Congestive heart failure (CHF) affects about 5 million Americans, including about 750,000 blacks. There is no cure, and more than half of patients die within five years of diagnosis.
Blacks between the ages of 45 and 64 are 2.5 times more likely to die from heart failure than whites in the same age range. Blacks also tend to develop heart failure and die from the disease at an earlier age than whites.
In June 2005, the U.S. Food and Drug Administration (FDA) approved a heart failure drug aimed specifically at blacks with congestive heart failure. This marked the first time that the agency has approved a drug for a specific racial group. When added to standard heart failure therapy, this drug (known as BiDil®) dramatically reduces death and hospitalization in blacks.

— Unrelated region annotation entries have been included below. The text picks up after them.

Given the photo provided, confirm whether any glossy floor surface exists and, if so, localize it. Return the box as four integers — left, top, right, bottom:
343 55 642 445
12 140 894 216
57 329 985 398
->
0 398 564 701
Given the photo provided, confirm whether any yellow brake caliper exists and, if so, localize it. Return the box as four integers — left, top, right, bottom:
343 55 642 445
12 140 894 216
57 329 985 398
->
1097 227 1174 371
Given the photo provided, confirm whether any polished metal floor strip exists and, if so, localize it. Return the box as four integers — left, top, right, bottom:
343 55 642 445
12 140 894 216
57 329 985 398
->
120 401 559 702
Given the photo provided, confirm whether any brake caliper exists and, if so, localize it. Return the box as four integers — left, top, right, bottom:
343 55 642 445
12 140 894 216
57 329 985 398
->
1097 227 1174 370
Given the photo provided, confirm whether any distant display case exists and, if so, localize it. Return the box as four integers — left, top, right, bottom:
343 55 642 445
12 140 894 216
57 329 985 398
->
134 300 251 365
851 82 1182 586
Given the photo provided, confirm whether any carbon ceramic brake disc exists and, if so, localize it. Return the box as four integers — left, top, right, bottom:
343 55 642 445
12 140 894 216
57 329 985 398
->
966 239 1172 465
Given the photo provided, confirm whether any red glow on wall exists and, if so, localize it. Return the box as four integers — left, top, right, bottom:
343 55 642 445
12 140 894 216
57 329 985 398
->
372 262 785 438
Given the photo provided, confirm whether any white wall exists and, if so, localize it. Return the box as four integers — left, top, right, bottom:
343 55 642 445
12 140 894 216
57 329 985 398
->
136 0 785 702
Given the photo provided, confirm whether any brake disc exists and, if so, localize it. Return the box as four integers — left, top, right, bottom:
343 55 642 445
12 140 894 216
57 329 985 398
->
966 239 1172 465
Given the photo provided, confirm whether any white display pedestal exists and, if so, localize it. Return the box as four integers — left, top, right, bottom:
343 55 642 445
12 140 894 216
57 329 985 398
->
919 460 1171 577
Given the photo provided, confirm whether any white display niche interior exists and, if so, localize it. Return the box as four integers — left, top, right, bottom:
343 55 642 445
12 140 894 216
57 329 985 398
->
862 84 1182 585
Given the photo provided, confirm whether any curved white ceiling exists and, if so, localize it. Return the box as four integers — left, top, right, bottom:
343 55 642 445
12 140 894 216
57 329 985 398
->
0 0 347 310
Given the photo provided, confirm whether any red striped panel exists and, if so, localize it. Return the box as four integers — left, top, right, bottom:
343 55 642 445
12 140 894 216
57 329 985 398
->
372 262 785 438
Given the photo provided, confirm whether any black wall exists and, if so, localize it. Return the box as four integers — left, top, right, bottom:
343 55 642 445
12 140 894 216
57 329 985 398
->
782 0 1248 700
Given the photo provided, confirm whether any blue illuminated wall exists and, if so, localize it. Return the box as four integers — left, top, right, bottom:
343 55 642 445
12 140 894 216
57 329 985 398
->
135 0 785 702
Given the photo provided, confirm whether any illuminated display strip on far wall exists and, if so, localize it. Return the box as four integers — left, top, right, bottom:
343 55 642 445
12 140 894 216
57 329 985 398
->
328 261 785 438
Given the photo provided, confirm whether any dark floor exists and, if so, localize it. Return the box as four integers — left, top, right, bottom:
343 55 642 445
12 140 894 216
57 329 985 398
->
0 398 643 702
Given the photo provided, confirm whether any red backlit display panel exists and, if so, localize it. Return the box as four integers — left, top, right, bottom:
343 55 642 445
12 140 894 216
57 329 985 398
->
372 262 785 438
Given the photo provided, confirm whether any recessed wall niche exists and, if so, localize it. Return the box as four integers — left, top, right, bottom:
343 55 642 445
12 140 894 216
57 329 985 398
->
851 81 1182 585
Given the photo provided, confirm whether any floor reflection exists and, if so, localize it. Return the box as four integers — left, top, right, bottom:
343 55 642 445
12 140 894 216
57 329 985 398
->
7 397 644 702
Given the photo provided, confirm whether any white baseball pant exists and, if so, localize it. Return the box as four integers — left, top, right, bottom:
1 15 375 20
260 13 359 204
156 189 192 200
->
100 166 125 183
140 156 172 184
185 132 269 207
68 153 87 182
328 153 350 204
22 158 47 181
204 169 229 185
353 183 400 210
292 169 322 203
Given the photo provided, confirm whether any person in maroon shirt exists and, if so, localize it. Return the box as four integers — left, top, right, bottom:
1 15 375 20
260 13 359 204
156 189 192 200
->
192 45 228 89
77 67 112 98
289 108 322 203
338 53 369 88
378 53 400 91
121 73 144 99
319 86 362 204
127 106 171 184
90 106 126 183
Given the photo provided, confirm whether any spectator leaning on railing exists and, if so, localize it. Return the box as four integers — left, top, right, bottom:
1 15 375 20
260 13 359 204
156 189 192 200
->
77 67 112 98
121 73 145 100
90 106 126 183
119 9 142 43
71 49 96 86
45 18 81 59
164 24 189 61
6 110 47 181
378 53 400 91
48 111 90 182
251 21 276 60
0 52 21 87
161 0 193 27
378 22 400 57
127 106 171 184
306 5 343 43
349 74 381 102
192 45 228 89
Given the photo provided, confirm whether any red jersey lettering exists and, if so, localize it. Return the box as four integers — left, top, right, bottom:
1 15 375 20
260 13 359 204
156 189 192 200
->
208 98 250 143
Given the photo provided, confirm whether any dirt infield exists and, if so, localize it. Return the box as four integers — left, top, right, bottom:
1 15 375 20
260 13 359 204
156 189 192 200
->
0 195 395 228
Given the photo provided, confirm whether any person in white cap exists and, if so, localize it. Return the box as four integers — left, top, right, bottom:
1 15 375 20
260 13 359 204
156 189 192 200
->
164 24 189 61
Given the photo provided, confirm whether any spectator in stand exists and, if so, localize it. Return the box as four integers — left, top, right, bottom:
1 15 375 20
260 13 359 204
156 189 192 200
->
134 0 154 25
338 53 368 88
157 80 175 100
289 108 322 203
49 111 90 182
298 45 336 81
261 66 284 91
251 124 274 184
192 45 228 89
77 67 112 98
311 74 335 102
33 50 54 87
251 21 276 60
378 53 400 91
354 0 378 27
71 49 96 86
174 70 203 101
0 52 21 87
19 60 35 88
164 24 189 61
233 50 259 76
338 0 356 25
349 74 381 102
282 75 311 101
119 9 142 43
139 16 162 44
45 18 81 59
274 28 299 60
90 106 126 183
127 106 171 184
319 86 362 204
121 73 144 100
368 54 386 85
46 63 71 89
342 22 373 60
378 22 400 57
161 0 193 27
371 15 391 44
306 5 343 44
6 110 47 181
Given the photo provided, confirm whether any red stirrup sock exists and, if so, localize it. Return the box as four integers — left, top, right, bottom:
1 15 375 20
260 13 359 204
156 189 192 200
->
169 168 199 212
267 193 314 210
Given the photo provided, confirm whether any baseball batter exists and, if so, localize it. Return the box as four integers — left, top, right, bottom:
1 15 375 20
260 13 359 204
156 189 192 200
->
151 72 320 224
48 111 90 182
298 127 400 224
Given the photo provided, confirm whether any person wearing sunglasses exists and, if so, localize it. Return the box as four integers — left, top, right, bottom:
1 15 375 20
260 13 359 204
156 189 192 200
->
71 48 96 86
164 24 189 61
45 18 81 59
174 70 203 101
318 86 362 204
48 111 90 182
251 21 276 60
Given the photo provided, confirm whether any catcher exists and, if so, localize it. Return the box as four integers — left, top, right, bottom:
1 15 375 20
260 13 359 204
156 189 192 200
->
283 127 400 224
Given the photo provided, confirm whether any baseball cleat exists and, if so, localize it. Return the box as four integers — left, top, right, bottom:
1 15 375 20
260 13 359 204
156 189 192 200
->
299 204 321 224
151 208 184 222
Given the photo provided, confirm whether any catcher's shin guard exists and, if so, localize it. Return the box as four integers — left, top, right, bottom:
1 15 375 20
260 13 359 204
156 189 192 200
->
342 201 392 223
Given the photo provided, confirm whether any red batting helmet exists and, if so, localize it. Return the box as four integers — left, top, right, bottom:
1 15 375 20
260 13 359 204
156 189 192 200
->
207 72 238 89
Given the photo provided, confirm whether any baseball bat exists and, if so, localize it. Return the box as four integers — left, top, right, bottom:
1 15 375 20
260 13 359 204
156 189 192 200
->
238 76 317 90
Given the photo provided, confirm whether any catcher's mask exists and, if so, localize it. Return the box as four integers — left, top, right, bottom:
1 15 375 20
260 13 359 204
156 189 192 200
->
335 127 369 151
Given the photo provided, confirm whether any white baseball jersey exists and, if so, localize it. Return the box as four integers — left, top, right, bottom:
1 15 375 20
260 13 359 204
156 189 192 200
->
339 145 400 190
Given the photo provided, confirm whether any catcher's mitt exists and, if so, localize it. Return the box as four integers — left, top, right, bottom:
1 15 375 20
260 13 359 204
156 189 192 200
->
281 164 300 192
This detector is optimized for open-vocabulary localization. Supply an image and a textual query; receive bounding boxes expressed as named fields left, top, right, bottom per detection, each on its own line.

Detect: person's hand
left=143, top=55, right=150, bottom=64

BiDil is a combination of two older drugs: hydralazine and isosorbide dinitrate. Hydralazine relaxes the arteries so that the heart doesn't have to work as hard to push blood through them. Isosorbide dinitrate relaxes both the veins and the arteries. Experts say isosorbide dinitrate may work by releasing nitric oxide at the blood vessel wall, but its effect usually wears off after half a day. Hydralazine may prevent the loss of this effect, but it's not fully known how the two drugs work together. BiDil is taken by mouth and started at a dose of one tablet three times a day, which may be adjusted based on patient tolerance. Adverse side effects may include headaches and dizziness.
The approval of BiDil was based mainly on the results of the African American Heart Failure Trial (A-HeFT), a study of 1,050 self-identified black patients with severe heart failure who were already being treated with the best available therapy. This study was conducted because two previous studies suggested a benefit of BiDil in black patients, with no evidence of benefit in the white population.
Patients on BiDil experienced a 43 percent reduction in death and a 39 percent decrease in hospitalization for heart failure, compared with patients who took a placebo. Patients taking BiDil also experienced a decrease of their heart failure symptoms, notably shortness of breath and extreme fatigue. The results were so favorable that the trial was stopped early so that all the participants could take BiDil.